Showing posts with label munster. Show all posts
Showing posts with label munster. Show all posts

Wednesday, October 14, 2009

Cheese for a Wednesday, pt.8

It's been raining. This is a good thing, but getting re-acclimated to grey and wet is always a bit tricky. Last night, it was tomato soup, but tonight was grilled cheese night. I knew where to go. Andrew from Andrew's Cheese hosts monthly grilled cheese nights. I haven't been able to go, but I knew he'd be full of ideas. O.M.G. I wasn't wrong!

I brought home a 1/2 pound of Munster from Alsace. This stinker has an amazing coral colored, sticky rind and a beautiful straw colored paste. It's also a fast melter!

So here's the 411 on the best cheese toast ever...Take one baguette. Slice in half. Pop in the oven for a few minutes to dry it out a bit. Rub all surfaces with a sliced garlic clove and butter liberally. Pop back in the oven to melt the butter. Then, cover completely with slices of Munster. Melt in the oven at about 350 until you can't stand it any more. Then put it on broil for 30 seconds. Try to eat without making orgasmic sounds. Just look at the Darling Husband and Perfect Dog patiently (!) waiting for it to come out of the oven.

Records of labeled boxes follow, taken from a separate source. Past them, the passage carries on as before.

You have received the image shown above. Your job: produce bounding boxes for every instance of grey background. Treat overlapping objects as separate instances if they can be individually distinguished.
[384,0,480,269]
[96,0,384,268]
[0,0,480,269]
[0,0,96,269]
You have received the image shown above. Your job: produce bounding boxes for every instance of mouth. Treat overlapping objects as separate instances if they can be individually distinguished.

If you've never thought of using a washed rind cheese for grilled cheese, please reconsider. Remember - they usually smell scarier than they taste, and the flavor is just incredible, especially with the garlic background. It's so rich, but with enough tang to cut through and deliver a nutty creamy-ness. Plus, on top of a crunchy baguette...nothing better. That's it. Bread, butter, garlic, cheese.

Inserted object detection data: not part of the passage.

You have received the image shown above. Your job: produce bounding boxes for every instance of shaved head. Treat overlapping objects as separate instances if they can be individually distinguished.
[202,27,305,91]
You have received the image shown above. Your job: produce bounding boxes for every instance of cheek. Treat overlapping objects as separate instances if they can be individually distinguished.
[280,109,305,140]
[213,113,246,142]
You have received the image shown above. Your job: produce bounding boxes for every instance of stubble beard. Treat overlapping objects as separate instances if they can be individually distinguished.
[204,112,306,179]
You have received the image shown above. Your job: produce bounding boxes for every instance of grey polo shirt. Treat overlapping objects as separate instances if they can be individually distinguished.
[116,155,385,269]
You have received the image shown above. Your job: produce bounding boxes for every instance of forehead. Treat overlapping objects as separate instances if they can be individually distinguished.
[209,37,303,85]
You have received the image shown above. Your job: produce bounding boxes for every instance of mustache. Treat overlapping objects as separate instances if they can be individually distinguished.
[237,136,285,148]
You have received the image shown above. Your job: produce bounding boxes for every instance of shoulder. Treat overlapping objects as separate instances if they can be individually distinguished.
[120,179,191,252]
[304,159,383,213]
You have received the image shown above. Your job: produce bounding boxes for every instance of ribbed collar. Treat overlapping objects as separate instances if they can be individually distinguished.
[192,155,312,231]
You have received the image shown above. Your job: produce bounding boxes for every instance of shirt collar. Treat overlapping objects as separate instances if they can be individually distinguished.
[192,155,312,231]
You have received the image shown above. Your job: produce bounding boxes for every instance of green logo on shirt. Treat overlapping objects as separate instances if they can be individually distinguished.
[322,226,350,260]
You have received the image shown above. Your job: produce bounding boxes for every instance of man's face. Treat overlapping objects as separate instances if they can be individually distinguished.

I know what I'll be dreaming of tonight!

Wednesday, August 5, 2009

The Grocery Store vs. The Cheese Store

When I was little, when we were being "fancy," we would get Munster from the grocery store, instead of Cheddar. There was something about the white, white "paste," so gummy that you had to have a really sharp knife to slice rectangles for grilled cheese. That red dye with the basket marks in it was so exotic! But my favorite part was how well it melted into a relatively flavorless, but stringy, melty grilled cheese.

However, much like many other cheeses from Chevre to Cheddar, Brie to Gouda, factory produced cheese for the grocery store, wrapped in plastic and pasteurized for "safety" bear very little resemblance to the cheese first created by farmers to keep their extra milk edible through the winter, and now produced by artists and sold in cheese stores (and Whole Foods cheese counters) around the world. To quote Murray's Cheese Shop, real Munster is round! Yes, not a square brick. AND, "At full strength the aroma of porcini mushrooms wafts from the gooey interior while the flavor evokes truffled pate and caramelized onion!" http://www.murrayscheese.com/prodinfo.asp?number=00000004399

To my mom's credit, we never got "pasteurized processed cheese food." But really, after reading the description of a real Munster (something that I might just need to pick up this weekend to taste to believe), I'm just not sure that we weren't just kidding ourselves re: how "fancy" we were. Granted, I doubt that I really would have been into mushroom scented cheese as an 8 year old, but I was the kid with the Deviled Ham sandwiches with onions. I might just have been showing early promise!